I want to create a regex for PHP function "preg_match_all" that will extract exactly the links tags () if the href contains "/go/". I'm pretty close to achieve it but with there 4 examples:
1. Here is a link <a href="https://test.fr/another-link"></a> and
another one <a href="https://test.fr/go/url1"></a>.

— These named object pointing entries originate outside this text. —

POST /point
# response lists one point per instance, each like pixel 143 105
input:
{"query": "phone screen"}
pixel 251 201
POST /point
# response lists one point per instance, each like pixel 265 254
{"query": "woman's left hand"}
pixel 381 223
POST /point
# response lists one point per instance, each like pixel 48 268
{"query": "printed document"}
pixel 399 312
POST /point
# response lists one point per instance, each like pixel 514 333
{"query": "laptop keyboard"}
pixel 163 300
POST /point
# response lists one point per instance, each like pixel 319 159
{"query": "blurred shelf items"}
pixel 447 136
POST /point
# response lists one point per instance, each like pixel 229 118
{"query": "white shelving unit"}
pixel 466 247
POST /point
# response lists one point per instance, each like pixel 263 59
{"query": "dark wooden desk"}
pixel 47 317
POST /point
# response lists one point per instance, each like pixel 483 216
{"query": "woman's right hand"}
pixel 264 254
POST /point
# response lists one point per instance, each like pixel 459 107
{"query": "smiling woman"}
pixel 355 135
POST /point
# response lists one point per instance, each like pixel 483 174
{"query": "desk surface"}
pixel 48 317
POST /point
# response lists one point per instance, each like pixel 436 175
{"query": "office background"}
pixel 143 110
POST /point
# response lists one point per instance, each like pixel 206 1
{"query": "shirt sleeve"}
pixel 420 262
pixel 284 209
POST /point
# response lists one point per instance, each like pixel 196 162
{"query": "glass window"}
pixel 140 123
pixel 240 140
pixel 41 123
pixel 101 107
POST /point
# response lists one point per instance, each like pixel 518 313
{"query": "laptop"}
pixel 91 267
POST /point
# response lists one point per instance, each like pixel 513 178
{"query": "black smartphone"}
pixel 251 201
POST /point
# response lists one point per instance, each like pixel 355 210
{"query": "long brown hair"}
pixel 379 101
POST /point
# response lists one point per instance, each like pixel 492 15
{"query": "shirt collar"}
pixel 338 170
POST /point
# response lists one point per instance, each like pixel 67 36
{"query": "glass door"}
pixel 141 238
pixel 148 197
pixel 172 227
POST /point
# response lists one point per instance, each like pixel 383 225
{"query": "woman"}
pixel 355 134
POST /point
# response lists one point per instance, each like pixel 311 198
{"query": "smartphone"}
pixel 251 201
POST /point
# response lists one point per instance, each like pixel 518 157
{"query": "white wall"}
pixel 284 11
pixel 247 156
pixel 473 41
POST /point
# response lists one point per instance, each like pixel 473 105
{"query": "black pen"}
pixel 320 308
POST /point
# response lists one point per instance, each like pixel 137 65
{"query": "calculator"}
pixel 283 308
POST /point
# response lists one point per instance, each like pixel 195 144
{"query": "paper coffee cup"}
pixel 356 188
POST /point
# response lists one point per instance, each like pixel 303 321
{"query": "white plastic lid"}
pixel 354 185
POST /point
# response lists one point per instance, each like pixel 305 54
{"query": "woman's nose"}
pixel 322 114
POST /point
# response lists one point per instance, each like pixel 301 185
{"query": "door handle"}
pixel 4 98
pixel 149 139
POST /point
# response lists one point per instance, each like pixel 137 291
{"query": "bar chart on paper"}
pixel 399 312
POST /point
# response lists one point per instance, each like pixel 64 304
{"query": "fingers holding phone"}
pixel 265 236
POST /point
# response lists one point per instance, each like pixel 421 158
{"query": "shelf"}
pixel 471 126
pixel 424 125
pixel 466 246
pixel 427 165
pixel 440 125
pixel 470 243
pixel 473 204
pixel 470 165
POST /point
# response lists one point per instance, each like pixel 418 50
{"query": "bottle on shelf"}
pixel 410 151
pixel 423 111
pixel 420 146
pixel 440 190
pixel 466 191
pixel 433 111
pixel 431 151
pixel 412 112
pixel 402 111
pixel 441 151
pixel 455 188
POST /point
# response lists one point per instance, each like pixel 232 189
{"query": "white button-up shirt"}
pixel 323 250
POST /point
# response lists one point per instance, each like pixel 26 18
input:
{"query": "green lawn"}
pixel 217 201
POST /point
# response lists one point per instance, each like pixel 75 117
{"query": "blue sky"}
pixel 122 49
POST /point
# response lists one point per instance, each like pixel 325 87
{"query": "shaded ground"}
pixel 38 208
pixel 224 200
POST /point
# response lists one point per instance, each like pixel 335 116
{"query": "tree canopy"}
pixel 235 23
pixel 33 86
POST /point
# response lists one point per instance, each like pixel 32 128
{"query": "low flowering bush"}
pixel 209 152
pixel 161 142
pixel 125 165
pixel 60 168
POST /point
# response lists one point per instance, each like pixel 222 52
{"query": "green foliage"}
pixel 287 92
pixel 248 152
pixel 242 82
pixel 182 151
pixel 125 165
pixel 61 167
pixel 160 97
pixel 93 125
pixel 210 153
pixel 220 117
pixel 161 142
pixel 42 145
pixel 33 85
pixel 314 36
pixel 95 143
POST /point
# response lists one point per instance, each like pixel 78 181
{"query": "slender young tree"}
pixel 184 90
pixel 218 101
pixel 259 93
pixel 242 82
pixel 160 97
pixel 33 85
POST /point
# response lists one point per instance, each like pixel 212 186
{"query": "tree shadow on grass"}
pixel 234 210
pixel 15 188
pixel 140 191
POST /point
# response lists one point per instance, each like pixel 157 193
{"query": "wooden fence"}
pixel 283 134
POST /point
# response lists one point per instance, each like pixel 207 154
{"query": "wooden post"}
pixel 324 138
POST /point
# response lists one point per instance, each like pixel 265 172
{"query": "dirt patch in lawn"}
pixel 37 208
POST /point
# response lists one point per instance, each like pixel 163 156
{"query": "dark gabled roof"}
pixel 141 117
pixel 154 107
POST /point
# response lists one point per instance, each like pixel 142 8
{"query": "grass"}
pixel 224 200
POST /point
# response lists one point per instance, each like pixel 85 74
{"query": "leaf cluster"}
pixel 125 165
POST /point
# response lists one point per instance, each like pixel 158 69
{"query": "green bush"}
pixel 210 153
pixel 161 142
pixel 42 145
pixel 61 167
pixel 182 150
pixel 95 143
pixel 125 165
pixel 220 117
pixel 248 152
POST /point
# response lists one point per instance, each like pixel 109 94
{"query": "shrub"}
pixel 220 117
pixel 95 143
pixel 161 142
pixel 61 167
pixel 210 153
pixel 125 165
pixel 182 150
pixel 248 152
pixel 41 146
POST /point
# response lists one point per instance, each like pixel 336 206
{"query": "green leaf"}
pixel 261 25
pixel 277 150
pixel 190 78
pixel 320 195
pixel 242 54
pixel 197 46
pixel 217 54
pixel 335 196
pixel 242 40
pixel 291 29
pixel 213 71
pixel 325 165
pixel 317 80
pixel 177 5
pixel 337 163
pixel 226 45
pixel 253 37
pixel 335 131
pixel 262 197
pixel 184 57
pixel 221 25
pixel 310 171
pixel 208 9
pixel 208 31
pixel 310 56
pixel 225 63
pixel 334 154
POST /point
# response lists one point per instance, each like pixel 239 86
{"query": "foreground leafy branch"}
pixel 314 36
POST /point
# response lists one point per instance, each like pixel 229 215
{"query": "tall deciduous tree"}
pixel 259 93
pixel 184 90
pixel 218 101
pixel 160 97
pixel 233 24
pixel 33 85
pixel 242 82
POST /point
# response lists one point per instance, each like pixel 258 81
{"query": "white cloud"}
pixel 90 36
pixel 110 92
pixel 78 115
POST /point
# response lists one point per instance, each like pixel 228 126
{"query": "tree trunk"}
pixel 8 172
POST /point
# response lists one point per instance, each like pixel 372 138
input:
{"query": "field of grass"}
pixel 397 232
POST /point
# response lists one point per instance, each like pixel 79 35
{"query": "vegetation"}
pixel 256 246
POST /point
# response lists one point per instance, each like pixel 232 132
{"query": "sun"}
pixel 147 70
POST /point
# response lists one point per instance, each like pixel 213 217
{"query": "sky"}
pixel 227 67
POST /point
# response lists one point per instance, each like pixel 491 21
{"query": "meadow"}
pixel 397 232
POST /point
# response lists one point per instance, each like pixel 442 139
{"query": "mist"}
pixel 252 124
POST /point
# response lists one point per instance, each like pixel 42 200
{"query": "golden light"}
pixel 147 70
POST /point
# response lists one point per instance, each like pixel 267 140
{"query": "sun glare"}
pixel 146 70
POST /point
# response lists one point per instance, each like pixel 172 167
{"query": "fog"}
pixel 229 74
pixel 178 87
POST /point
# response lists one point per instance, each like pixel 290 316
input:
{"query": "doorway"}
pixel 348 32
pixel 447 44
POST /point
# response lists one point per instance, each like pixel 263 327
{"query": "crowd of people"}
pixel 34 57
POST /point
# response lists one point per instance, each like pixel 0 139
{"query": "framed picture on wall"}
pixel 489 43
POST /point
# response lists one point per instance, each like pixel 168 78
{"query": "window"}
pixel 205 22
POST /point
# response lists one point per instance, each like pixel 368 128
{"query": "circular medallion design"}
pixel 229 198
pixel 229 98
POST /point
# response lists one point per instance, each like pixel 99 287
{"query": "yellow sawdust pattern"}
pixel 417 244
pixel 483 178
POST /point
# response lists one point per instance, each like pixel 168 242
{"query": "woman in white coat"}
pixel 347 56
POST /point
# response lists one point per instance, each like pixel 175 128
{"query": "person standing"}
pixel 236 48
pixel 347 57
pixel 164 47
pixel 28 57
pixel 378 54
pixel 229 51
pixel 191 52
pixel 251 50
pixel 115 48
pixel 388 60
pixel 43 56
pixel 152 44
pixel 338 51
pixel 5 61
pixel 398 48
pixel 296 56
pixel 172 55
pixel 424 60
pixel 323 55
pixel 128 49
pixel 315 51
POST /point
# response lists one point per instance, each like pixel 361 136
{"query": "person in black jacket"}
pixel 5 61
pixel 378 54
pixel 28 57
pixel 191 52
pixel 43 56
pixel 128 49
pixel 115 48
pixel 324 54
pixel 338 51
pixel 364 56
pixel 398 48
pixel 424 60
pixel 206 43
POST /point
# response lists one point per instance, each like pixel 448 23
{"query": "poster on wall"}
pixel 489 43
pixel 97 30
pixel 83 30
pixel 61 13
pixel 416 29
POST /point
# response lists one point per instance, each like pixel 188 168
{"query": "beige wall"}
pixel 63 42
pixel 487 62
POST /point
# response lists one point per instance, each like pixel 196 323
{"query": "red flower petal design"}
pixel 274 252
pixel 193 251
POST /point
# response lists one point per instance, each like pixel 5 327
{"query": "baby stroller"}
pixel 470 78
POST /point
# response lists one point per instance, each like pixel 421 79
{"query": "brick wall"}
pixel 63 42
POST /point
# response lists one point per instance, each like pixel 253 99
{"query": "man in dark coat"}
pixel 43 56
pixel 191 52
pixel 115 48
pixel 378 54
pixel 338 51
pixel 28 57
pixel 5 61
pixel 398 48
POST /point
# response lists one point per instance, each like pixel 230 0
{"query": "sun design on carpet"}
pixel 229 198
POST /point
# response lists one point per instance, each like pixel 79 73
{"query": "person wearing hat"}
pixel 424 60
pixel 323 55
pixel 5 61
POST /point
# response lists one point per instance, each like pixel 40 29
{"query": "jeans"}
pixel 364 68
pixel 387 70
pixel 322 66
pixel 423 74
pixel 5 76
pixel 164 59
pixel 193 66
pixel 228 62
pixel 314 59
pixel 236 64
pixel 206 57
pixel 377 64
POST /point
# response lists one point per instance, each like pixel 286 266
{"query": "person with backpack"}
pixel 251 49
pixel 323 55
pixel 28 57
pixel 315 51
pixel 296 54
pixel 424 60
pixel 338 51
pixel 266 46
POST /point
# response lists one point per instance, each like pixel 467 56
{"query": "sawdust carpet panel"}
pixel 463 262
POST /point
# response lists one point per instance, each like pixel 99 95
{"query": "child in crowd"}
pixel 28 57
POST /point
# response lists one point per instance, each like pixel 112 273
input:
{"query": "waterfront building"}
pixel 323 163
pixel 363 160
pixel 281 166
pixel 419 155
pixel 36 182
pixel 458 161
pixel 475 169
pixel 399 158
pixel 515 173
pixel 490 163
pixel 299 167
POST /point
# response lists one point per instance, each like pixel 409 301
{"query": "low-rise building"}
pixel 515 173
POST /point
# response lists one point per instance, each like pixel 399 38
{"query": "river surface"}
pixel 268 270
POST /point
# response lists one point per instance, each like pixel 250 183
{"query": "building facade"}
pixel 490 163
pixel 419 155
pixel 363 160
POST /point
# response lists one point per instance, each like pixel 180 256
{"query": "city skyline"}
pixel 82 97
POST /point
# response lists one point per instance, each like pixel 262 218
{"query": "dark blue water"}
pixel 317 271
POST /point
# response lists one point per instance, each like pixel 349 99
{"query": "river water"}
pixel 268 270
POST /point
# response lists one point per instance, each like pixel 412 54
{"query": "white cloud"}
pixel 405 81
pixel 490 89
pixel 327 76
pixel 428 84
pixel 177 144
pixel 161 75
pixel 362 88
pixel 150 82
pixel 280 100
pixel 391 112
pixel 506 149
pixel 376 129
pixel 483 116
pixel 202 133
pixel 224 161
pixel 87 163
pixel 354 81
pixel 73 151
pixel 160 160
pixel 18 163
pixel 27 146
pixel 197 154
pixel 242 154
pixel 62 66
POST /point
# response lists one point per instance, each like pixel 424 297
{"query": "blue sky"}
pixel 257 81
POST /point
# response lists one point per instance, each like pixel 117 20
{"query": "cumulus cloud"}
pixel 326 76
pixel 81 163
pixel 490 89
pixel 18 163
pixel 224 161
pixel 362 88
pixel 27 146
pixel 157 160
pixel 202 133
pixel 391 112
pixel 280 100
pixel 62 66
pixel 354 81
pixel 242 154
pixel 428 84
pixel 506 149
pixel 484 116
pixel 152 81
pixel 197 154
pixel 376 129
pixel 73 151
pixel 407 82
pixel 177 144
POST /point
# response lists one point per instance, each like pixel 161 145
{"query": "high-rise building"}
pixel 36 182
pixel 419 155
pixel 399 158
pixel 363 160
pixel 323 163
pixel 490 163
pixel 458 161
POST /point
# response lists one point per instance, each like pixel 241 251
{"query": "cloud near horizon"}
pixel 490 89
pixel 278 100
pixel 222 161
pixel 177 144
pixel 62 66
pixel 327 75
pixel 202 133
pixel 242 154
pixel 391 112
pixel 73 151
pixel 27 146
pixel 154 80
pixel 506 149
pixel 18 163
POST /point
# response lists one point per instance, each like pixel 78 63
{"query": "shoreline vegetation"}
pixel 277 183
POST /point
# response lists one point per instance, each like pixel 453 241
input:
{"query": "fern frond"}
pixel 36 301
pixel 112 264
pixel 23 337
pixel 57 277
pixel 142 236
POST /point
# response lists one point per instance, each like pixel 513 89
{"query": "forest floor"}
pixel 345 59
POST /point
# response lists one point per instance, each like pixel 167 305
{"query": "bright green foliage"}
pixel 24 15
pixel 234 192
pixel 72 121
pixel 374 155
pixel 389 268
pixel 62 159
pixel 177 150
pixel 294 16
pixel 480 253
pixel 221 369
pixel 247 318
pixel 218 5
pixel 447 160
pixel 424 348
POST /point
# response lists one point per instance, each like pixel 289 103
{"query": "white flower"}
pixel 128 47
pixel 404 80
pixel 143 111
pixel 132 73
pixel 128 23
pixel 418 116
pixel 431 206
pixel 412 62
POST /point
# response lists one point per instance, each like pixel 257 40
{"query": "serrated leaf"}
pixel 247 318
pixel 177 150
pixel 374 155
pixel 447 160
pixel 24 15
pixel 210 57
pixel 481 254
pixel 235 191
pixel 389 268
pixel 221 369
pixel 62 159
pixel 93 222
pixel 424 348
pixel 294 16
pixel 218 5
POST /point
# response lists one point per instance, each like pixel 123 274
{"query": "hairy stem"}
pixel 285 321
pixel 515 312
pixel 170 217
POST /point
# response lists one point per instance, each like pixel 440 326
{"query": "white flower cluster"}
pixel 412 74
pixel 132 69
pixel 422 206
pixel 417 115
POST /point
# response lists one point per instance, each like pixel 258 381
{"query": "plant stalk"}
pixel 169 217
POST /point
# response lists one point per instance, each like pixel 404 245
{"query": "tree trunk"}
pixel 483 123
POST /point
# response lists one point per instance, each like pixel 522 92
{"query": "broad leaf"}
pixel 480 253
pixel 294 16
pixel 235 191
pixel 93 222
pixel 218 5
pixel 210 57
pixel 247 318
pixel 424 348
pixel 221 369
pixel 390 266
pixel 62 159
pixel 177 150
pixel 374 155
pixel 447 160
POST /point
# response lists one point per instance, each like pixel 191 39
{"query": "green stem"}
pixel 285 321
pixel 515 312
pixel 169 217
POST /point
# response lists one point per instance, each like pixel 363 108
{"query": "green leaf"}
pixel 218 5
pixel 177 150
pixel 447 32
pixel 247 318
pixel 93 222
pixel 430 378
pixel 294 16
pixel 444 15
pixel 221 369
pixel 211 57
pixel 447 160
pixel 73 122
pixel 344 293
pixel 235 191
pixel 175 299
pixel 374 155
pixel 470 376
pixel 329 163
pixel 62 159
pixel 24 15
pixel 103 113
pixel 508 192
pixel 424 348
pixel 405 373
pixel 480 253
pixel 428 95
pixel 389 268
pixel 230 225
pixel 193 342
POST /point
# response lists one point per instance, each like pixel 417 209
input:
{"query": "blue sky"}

2. <a href="https://test.fr/go/url2"></a>
3. <a href="https://test.fr/go/url3"></a>
4. <a href="https://test.fr/go/url4" ></a>
and using:
preg_match_all('/<a.*?[^>].*?href="https:\/\/test.fr\/go\/.*?".*?>.*?<\/a>/is', $input_lines, $output_array);
I am waiting this output:
array(
0 => array(
0 => <a href="https://test.fr/go/url1"></a>
1 => <a href="https://test.fr/go/url2"></a>
2 => <a href="https://test.fr/go/url3"></a>
3 => <a href="https://test.fr/go/url4" ></a>
)
)
but for array[0][0] I'm getting
0 => <a href="https://test.fr/another-link"></a> and another one <a href="https://test.fr/go/url1"></a>
I tried to exclude any closing tag ">" between the opening of the tag and its href, but without any success.
Any ideas? Thanks
CodePudding user response:
You can use an HTML parser, like https://simplehtmldom.sourceforge.io/docs/1.9/index.html
Then you can do something like
$html = str_get_html($html_string);
foreach($html->find('a') as $anchor) {
if (strpos($anchor->href, '/go/') !== false) {
//This anchor is interesting, do something with it
}
}
CodePudding user response:
I´m not an expert in Regex but I've been testing and this expression seems to work.
/<a href=\"https:\/\/test\.fr\/go\/.*/gm
Hope this help